Sorry, just trying to sound all gothic. It really is raining though. It’s almost May and Seattle thinks it’s only February.

Things are somewhat confusing here, but not things I’d talk about in a journal. It’s hard for me to censor myself about things, since I’m so used to writing everything in my paper journals. But my paper journals are not readable by 50 million people, so I limit myself. Sorry.

I finished reading that Rupert Thomson book last night. It felt great to finish it with the windows open, the dark horizon of west seattle glowing through the rain. The book itself felt like it took place in the same atmosphere, the same bleakness.
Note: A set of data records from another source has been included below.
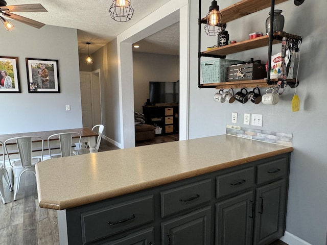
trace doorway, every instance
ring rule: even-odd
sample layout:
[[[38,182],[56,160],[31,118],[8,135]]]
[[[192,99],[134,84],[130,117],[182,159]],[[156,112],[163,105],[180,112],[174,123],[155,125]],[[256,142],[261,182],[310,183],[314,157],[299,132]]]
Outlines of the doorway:
[[[82,119],[83,128],[102,124],[100,70],[80,72]]]

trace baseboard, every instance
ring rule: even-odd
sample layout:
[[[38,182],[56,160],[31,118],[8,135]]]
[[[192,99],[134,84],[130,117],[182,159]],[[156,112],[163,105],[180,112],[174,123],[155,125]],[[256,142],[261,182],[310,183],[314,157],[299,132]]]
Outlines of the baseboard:
[[[118,143],[116,141],[115,141],[114,140],[113,140],[113,139],[110,139],[110,138],[107,137],[107,136],[106,136],[105,135],[102,135],[102,137],[105,139],[106,140],[107,140],[107,141],[110,142],[111,143],[114,144],[114,145],[115,145],[117,147],[119,147],[119,148],[120,148],[121,149],[122,149],[122,144],[121,144],[120,143]]]
[[[281,240],[289,245],[312,245],[287,231],[285,232],[284,236],[282,237]]]

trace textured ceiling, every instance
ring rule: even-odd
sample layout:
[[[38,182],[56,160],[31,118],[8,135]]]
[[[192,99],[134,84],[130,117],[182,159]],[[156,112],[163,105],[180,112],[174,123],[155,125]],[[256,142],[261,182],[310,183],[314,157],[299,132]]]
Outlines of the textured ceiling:
[[[7,5],[42,4],[48,12],[14,13],[45,24],[77,29],[79,52],[87,53],[85,43],[89,42],[91,54],[169,1],[131,0],[134,12],[132,19],[126,22],[117,22],[111,18],[109,9],[111,0],[6,0],[6,2]],[[15,24],[16,20],[10,21]],[[178,31],[178,24],[174,24],[140,41],[138,51],[178,55],[179,36],[178,32],[175,32]],[[165,51],[166,48],[167,51]],[[155,52],[156,50],[159,50],[161,53]]]

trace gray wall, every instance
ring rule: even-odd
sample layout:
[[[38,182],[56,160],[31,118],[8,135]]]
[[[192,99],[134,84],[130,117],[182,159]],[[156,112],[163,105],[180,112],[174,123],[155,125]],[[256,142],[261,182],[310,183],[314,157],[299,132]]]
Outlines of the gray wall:
[[[133,52],[134,107],[142,113],[149,99],[149,82],[176,82],[179,80],[179,57]]]
[[[116,39],[92,54],[92,70],[100,69],[104,135],[120,147],[119,88]]]
[[[37,29],[13,20],[0,28],[2,56],[18,58],[21,92],[1,93],[0,134],[80,128],[82,125],[76,29],[45,26]],[[60,93],[28,93],[26,58],[58,60]],[[66,111],[65,105],[71,105]]]
[[[195,1],[197,2],[197,1]],[[238,2],[219,2],[220,9]],[[197,138],[223,134],[226,124],[231,124],[231,113],[238,113],[237,125],[243,126],[244,113],[263,114],[263,127],[260,129],[293,134],[290,186],[286,230],[315,245],[325,244],[327,229],[327,163],[326,134],[324,130],[327,119],[327,97],[325,96],[325,59],[324,47],[327,41],[325,0],[306,1],[300,6],[294,1],[277,5],[285,17],[284,30],[301,35],[301,58],[298,78],[300,85],[297,94],[300,102],[300,111],[292,112],[291,102],[294,93],[288,88],[275,106],[218,103],[213,96],[214,89],[197,88],[197,17],[198,4],[192,2],[191,7],[190,35],[190,136]],[[202,14],[205,16],[211,0],[202,1]],[[249,34],[265,33],[265,22],[269,9],[265,9],[227,23],[226,30],[231,40],[248,39]],[[216,44],[217,37],[206,36],[202,32],[202,46]],[[280,45],[274,47],[273,54],[280,50]],[[253,57],[265,63],[267,49],[227,56],[227,59],[248,60]],[[264,89],[261,90],[264,92]],[[205,126],[205,127],[203,127]],[[250,126],[252,128],[258,128]],[[223,153],[222,153],[223,154]]]

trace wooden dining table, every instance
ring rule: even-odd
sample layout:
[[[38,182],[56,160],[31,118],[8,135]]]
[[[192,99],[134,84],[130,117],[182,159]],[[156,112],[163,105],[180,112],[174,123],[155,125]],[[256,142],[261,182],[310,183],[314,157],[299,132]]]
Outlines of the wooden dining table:
[[[42,138],[44,140],[44,144],[48,140],[48,138],[53,134],[62,133],[68,133],[68,132],[74,132],[78,133],[81,136],[81,142],[87,142],[88,143],[88,146],[89,147],[90,153],[95,152],[96,149],[96,137],[98,136],[98,134],[93,132],[90,129],[87,128],[79,128],[76,129],[60,129],[57,130],[51,130],[47,131],[39,131],[39,132],[31,132],[25,133],[18,133],[16,134],[2,134],[0,135],[0,141],[4,142],[6,140],[11,138],[15,138],[17,137],[22,136],[38,136]],[[79,137],[77,136],[74,137],[73,136],[72,139],[72,143],[78,143],[79,140]],[[56,141],[58,141],[59,139],[54,139],[53,142],[52,144],[57,143]],[[34,142],[34,141],[33,141]],[[9,143],[10,142],[9,142]],[[15,144],[15,142],[13,141],[12,144]]]

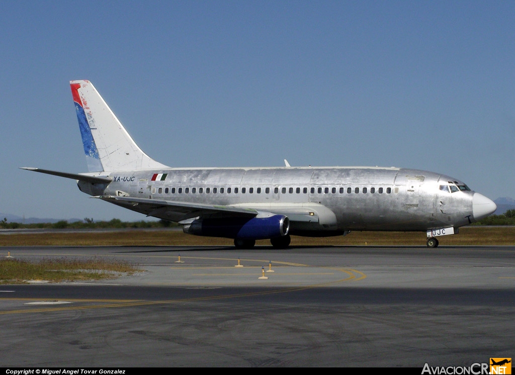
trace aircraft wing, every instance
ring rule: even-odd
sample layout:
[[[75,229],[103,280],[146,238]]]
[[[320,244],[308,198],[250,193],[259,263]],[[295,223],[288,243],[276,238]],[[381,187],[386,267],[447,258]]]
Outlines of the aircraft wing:
[[[145,213],[147,216],[168,218],[168,220],[173,221],[180,221],[192,218],[213,215],[252,218],[259,213],[256,210],[250,208],[222,205],[113,195],[93,198],[98,198],[126,208]]]
[[[182,221],[199,217],[252,218],[270,212],[287,216],[290,221],[336,224],[336,218],[330,209],[317,203],[248,203],[230,205],[165,201],[130,197],[102,195],[93,197],[129,208],[147,216]]]

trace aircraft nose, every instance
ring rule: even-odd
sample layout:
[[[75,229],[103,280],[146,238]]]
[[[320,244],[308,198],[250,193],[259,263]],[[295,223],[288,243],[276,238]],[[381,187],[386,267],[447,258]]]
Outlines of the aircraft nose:
[[[479,193],[474,193],[472,196],[472,215],[476,220],[480,220],[493,213],[497,209],[497,205],[493,201]]]

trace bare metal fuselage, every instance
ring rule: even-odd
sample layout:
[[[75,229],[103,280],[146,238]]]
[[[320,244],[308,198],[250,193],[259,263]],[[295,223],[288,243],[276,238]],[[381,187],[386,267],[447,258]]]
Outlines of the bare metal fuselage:
[[[166,174],[166,178],[151,181],[155,173]],[[79,187],[96,196],[249,207],[288,215],[290,234],[301,236],[353,230],[426,231],[458,227],[475,220],[473,192],[442,191],[439,189],[441,184],[458,182],[418,170],[181,168],[116,172],[108,177],[113,180],[108,185],[79,182]],[[176,222],[195,217],[194,213],[166,208],[150,210],[144,204],[120,205]]]

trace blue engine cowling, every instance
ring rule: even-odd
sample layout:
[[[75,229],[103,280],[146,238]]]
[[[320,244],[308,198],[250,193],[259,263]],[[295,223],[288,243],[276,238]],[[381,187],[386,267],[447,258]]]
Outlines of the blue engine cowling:
[[[284,215],[250,219],[199,219],[184,225],[182,230],[197,236],[264,240],[287,235],[289,219]]]

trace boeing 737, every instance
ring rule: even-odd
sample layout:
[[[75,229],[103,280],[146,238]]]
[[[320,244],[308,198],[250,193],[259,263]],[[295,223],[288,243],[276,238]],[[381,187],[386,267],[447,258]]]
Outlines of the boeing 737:
[[[93,85],[70,82],[89,172],[22,169],[77,180],[87,194],[184,233],[233,239],[239,248],[290,235],[327,237],[352,230],[419,231],[437,237],[495,210],[462,181],[440,173],[377,167],[171,168],[133,140]]]

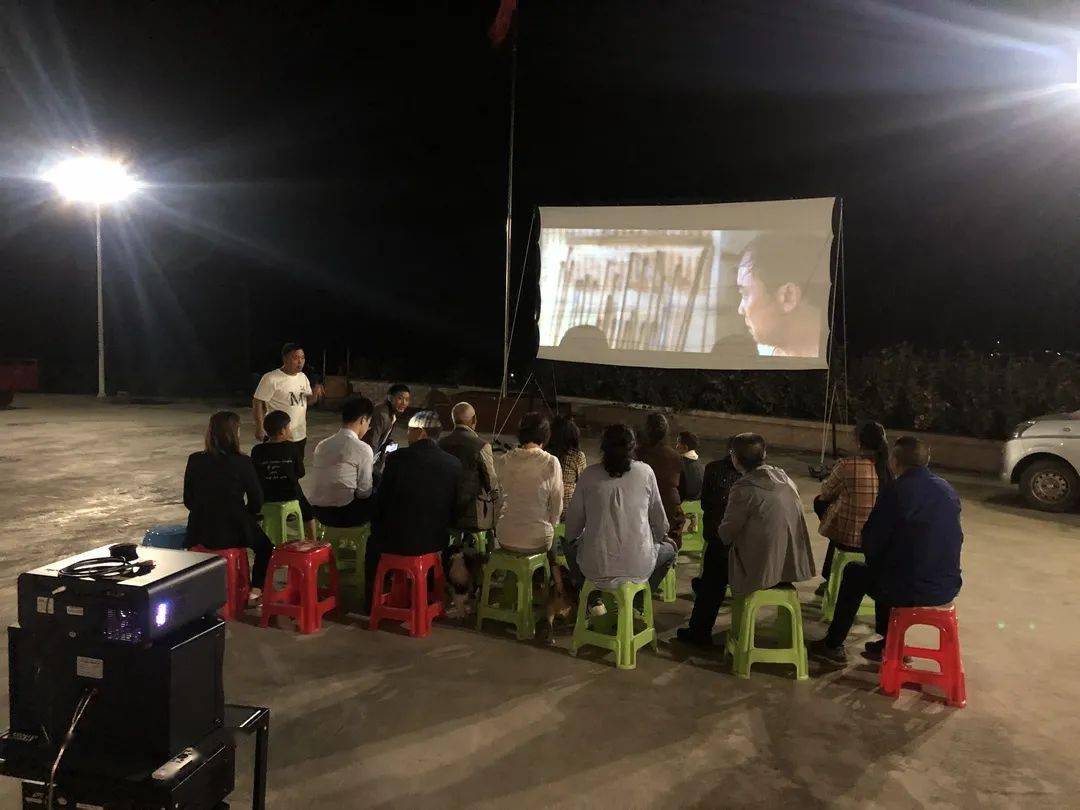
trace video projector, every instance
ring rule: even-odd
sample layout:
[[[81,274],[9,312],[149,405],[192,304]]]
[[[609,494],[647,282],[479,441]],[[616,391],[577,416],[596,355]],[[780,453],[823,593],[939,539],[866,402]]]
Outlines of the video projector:
[[[19,625],[8,629],[5,772],[48,774],[91,692],[59,767],[62,781],[64,774],[139,779],[219,732],[225,626],[214,611],[225,598],[220,557],[132,544],[21,575]],[[227,745],[219,761],[231,789]]]

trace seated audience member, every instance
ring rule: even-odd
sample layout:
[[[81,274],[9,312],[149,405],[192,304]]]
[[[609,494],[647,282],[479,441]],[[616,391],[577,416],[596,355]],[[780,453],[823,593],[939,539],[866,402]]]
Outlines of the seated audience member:
[[[669,536],[678,549],[683,544],[683,501],[678,495],[678,483],[683,476],[683,459],[671,447],[667,438],[667,419],[663,414],[649,414],[645,420],[645,441],[637,448],[637,460],[644,461],[657,477],[660,499],[667,516]]]
[[[219,410],[210,418],[205,447],[188,457],[184,505],[188,508],[187,548],[243,549],[255,552],[249,602],[262,595],[273,543],[256,515],[262,490],[252,460],[240,451],[240,417]]]
[[[374,454],[360,437],[367,431],[373,409],[370,400],[346,400],[341,429],[315,445],[310,500],[315,517],[324,526],[349,528],[370,519]]]
[[[566,562],[575,586],[598,588],[648,581],[660,586],[677,550],[648,464],[634,461],[634,431],[610,424],[600,438],[603,460],[585,468],[566,511]],[[590,609],[603,615],[596,596]]]
[[[728,549],[720,542],[720,522],[724,521],[724,513],[728,509],[728,496],[731,492],[731,487],[742,475],[731,460],[733,438],[734,436],[728,438],[728,451],[724,454],[723,458],[705,464],[705,473],[701,483],[701,536],[707,543],[705,556],[710,556],[710,548],[718,546],[713,550],[712,555],[720,555],[723,558],[713,561],[712,565],[723,565],[725,570],[728,564]],[[705,563],[702,561],[702,566],[704,567],[704,565]],[[698,592],[700,583],[700,577],[690,580],[690,586],[694,593]]]
[[[495,527],[499,478],[491,445],[476,435],[476,409],[459,402],[450,411],[454,430],[438,446],[461,462],[461,491],[454,527],[462,531],[486,531]]]
[[[705,477],[705,464],[698,458],[698,437],[688,430],[678,434],[675,451],[683,459],[683,472],[678,478],[678,497],[684,501],[701,500],[701,485]]]
[[[449,545],[461,462],[436,444],[442,430],[434,410],[414,414],[408,422],[408,447],[387,458],[365,557],[368,605],[380,555],[419,556],[443,552]]]
[[[303,449],[299,442],[293,441],[288,414],[284,410],[271,410],[262,418],[262,429],[267,434],[266,441],[252,448],[252,463],[259,476],[262,497],[271,503],[299,501],[303,535],[308,540],[314,541],[314,514],[300,487],[300,478],[303,477]]]
[[[705,552],[690,625],[677,633],[690,644],[713,643],[713,624],[729,582],[733,596],[744,596],[814,575],[795,482],[779,467],[765,463],[765,440],[755,433],[732,438],[730,456],[742,475],[728,495],[719,542],[711,542]]]
[[[550,551],[563,514],[563,471],[543,446],[551,426],[542,414],[522,417],[521,446],[499,459],[499,548],[523,554]]]
[[[942,607],[960,593],[960,496],[928,469],[930,449],[914,436],[901,436],[892,449],[896,480],[881,488],[863,526],[866,565],[850,563],[836,600],[828,633],[810,644],[816,658],[845,663],[843,642],[869,594],[881,639],[869,642],[865,657],[879,661],[894,607]]]
[[[892,471],[885,428],[878,422],[865,422],[859,429],[859,451],[836,463],[822,482],[821,495],[813,499],[814,512],[821,518],[818,534],[828,538],[819,596],[825,593],[837,546],[843,551],[862,551],[863,524],[877,503],[878,491],[890,481]]]
[[[394,426],[397,418],[407,409],[411,392],[408,386],[403,382],[395,382],[387,390],[387,401],[375,408],[372,415],[367,433],[361,435],[375,453],[375,475],[382,474],[382,468],[387,463],[387,446],[390,444],[390,436],[393,435]]]
[[[588,464],[585,454],[581,451],[581,431],[575,421],[567,416],[556,416],[552,419],[551,438],[544,449],[558,459],[558,465],[563,471],[563,514],[558,518],[562,522],[573,499],[578,478]]]

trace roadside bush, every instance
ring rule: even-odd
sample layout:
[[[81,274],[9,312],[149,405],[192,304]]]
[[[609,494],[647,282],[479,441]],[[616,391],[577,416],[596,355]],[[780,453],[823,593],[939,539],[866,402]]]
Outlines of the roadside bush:
[[[546,390],[676,410],[823,418],[824,372],[683,372],[537,364]],[[835,379],[835,377],[834,377]],[[544,382],[551,380],[551,382]],[[1080,409],[1080,355],[926,354],[901,345],[849,360],[838,421],[877,419],[894,429],[1005,438],[1035,416]]]

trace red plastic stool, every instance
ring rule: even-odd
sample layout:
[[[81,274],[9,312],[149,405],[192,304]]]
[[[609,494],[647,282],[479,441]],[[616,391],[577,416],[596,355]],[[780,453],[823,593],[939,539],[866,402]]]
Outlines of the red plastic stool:
[[[329,588],[319,588],[319,569],[329,567]],[[274,589],[273,572],[288,569],[288,580],[282,589]],[[264,627],[271,616],[291,616],[296,619],[301,633],[315,633],[323,624],[323,615],[337,607],[338,576],[334,552],[326,543],[297,540],[273,550],[262,589]]]
[[[207,549],[205,545],[192,545],[191,551],[217,554],[225,558],[225,605],[221,606],[221,618],[227,622],[235,620],[247,607],[247,594],[252,591],[247,549]]]
[[[428,602],[428,571],[435,572],[435,602]],[[390,575],[390,591],[383,591],[387,575]],[[411,584],[411,588],[409,585]],[[431,633],[431,622],[444,611],[443,599],[446,583],[443,579],[443,561],[438,554],[421,554],[406,557],[400,554],[382,554],[375,575],[372,592],[372,616],[368,630],[378,630],[379,622],[393,619],[408,624],[410,636],[426,636]]]
[[[939,649],[908,647],[904,643],[907,629],[915,624],[936,627]],[[936,661],[941,672],[913,670],[904,663],[904,657],[927,658]],[[905,684],[929,684],[945,691],[950,706],[963,707],[968,703],[968,691],[963,683],[963,662],[960,660],[960,630],[956,621],[956,608],[893,608],[889,615],[889,633],[886,636],[885,657],[881,661],[881,691],[896,697]]]

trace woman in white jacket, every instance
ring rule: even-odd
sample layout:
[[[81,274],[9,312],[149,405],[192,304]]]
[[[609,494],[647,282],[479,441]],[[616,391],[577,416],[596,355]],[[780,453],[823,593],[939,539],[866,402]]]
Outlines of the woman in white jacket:
[[[501,549],[523,554],[551,550],[563,514],[563,470],[543,449],[550,437],[548,418],[526,414],[517,428],[521,446],[499,459],[495,531]]]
I wish the guy had more similar books, but I think he got into historical fiction or something…

Anyway, I should end the lunch and start the work. Cheers.


Pot pies for independence

I was going to write last night, but by the time I remembered, it was today. The trip back felt like a daydream, the darkness around me. I drove from Longview to Seattle in about an hour 45, pretty good for the slight drizzle that dewed the hills of asphalt under me.

It was a daydream because it was so hypnotizing. The music and the solitude removed the thoughts from my head, let me relax. I got into a rhythm with the spinning tires, the squeaking wipers, and the passing reflectors marking the road I ventured.

When I got to Seattle, the tranquility was broken as I checked my mail and removed a pile of bills. My financial situation is so fucked right now – I spent the rest of the night restless, thinking of the things I’d have to give up to keep afloat for the next few months. I figured a schedule that would involve some heavy payments in the next couple of paychecks, and would involve me eating soup and cooking at home pretty much all of the time. I guess it isn’t too horrible – I spent a lot of time last spring doing the same thing while paying off my Visa card. I think I can pay off my debts by the end of the year, and start figuring out what I really want to do with my money and my future.

Every night I eat 99 cent pot pies for dinner, I am dollars closer to financial independence. Maybe.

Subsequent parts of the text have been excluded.